Following January 2025, Trump has allowed these entities access to financial resources and infrastructure that will assure AI becomes the engine driving the U.S. economy; this will also hasten the technological quest for eternal existence. They deem it a moral imperative to use technology to enhance both body and mind towards immortality.
Regulation hinders their progress, and regulation is precisely what Trump’s administration is dismantling. In early 2025, actions taken by Elon Musk’s Doge profoundly impacted research at the National Institutes of Health (NIH) and oversight from the FDA. The department cancelled leases, reduced the workforce in the FDA’s Office of Digital Transformation, and terminated hundreds of high-value research initiatives.
Techno-libertarian Peter Thiel, a longevity investor and co-founder of PayPal, facilitated the placement of former associates and staffers in positions capable of aiding the dismantling of governmental regulation. The acting director of the Centers for Disease Control and Prevention—until recently RFK Jr’s right-hand man—is Jim O’Neill, a longtime ally of Thiel who in 2014 proposed reforms to the FDA “to enable it to approve medications once sponsors demonstrate their safety—allowing public usage at their own risk, but with minimal safety concerns,” which could involve unverified longevity therapies employing “young blood.”
The high price of prioritizing the technofundamentalist aspiration for AI immortality has resulted in the diversion of resources from initiatives aimed at supporting the elderly populace today. The administration has suggested reductions totaling hundreds of billions of dollars to Medicare—the social support system for healthcare covering millions of Americans aged 65 and older—and has canceled the White House Conference on Aging, an essential event held every decade since 1961 to set strategic directions for older American policy.

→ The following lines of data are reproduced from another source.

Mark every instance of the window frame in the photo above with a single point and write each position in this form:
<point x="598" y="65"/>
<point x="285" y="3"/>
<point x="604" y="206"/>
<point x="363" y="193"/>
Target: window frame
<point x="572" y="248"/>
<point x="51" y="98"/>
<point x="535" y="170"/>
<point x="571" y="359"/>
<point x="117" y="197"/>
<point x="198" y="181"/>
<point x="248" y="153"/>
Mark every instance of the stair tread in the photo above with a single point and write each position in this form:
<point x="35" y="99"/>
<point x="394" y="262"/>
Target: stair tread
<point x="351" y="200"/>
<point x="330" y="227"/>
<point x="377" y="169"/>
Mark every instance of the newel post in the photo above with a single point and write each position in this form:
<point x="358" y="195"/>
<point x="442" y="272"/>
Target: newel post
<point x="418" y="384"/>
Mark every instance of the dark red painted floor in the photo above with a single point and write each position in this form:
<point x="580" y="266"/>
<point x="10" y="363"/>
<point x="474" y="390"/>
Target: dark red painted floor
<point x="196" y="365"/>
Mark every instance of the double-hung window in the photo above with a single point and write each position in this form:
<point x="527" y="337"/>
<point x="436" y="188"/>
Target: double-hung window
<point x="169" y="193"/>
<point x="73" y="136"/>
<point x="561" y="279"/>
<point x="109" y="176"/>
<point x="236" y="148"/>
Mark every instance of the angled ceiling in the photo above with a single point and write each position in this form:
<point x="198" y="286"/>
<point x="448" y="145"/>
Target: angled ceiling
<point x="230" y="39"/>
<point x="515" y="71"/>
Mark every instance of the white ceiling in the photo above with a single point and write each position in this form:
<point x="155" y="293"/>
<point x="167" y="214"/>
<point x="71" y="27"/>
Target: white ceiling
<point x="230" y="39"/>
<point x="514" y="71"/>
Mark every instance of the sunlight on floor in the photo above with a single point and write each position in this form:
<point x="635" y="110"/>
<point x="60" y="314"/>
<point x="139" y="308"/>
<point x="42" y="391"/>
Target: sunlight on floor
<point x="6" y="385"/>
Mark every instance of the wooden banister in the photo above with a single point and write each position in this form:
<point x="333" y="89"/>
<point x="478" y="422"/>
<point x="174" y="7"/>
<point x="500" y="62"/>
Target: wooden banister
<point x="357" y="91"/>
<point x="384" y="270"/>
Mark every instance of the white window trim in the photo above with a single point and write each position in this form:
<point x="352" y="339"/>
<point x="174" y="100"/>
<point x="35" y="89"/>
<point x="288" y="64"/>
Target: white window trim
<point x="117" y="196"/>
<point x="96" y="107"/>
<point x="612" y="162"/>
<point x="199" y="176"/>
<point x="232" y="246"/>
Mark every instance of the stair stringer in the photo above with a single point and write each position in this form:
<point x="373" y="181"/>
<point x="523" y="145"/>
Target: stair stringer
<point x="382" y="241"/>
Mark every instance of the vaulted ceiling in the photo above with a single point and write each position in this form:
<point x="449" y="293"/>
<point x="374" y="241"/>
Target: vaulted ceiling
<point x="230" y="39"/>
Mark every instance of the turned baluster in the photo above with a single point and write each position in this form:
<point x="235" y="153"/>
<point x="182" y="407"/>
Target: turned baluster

Truly, all of this radical technological and governance evolution will not contribute to the longevity of the broader population.
It’s straightforward to scoff at figures like Xi and Putin, who yearn for eternal life, dismissing their grandiose fantasies. They are convinced that humanity is on the verge of dramatically prolonged existence, and they, uniquely in history, are the catalysts to construct the machinery that will achieve this.

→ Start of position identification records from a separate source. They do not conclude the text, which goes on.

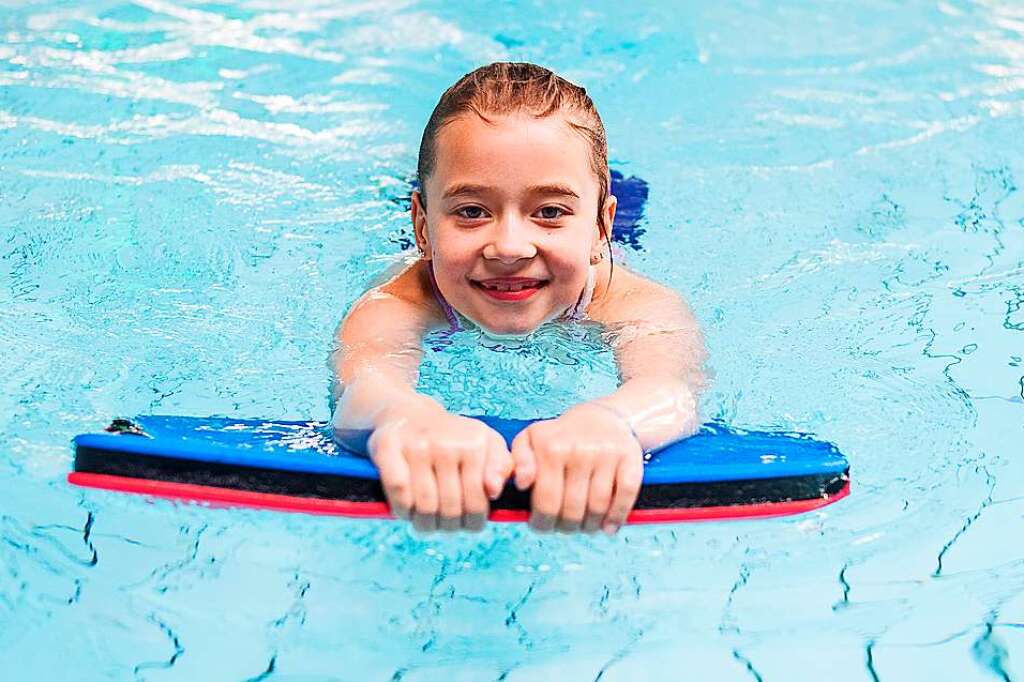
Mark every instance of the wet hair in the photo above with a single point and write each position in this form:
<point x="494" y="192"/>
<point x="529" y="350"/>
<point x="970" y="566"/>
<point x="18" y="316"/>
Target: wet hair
<point x="514" y="87"/>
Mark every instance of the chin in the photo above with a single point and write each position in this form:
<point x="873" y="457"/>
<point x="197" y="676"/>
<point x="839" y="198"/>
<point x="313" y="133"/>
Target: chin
<point x="507" y="331"/>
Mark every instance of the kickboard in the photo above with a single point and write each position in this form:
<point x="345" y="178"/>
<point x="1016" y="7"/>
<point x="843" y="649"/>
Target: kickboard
<point x="719" y="473"/>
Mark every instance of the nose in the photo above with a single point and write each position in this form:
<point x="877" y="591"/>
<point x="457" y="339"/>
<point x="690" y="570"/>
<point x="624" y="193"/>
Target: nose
<point x="510" y="242"/>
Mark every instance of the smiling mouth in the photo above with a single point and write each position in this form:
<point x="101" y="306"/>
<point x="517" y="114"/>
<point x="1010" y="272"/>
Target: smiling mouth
<point x="510" y="289"/>
<point x="509" y="284"/>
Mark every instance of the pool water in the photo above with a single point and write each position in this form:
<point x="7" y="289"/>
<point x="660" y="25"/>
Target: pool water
<point x="192" y="194"/>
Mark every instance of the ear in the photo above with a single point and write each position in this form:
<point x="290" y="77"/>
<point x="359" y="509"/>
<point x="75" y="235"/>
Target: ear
<point x="604" y="241"/>
<point x="420" y="225"/>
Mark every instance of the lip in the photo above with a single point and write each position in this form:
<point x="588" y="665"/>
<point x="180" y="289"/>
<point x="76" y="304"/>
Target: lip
<point x="530" y="287"/>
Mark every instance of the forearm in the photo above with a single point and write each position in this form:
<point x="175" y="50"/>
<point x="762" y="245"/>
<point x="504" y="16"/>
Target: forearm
<point x="659" y="411"/>
<point x="370" y="398"/>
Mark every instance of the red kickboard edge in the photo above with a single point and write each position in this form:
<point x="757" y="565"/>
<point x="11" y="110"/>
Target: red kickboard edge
<point x="227" y="498"/>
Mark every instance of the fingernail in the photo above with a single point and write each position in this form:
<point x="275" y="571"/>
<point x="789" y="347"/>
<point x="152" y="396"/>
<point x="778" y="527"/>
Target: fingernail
<point x="497" y="484"/>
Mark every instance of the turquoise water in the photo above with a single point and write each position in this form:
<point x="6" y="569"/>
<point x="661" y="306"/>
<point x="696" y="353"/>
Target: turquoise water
<point x="192" y="194"/>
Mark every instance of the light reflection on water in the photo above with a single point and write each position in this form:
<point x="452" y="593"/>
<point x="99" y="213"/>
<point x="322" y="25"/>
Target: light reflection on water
<point x="190" y="195"/>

However, consider this: those technologists deeply embedded in the immortality initiative—whether they aspire to literally live eternally or develop AI anticipated to usher in a new enlightenment—are experiencing unmatched political access to global leaders, and they are once again shaping our future.
For the immortalists within Silicon Valley and elite figures like Xi and Putin, death isn’t viewed as an unavoidable facet of life. Although the concept of organ transplantation for everlasting life might belong to science fiction, they possess an advantage in the race to longevity escape velocity, given their capacity to afford state-of-the-art methods, customized strategies, and as much young blood as they can ethically justify. They’re capable of persisting: as power brokers, global leaders, or bits of digital code that transcend throughout the universe. Yet as they reshape the world according to their vision, they endorse the illusion that humans are as uncomplicated as computer programs. These notions are laying the foundation for a future of eternal existence. Yet we retain the choice to either accept them or to exist fully in the present.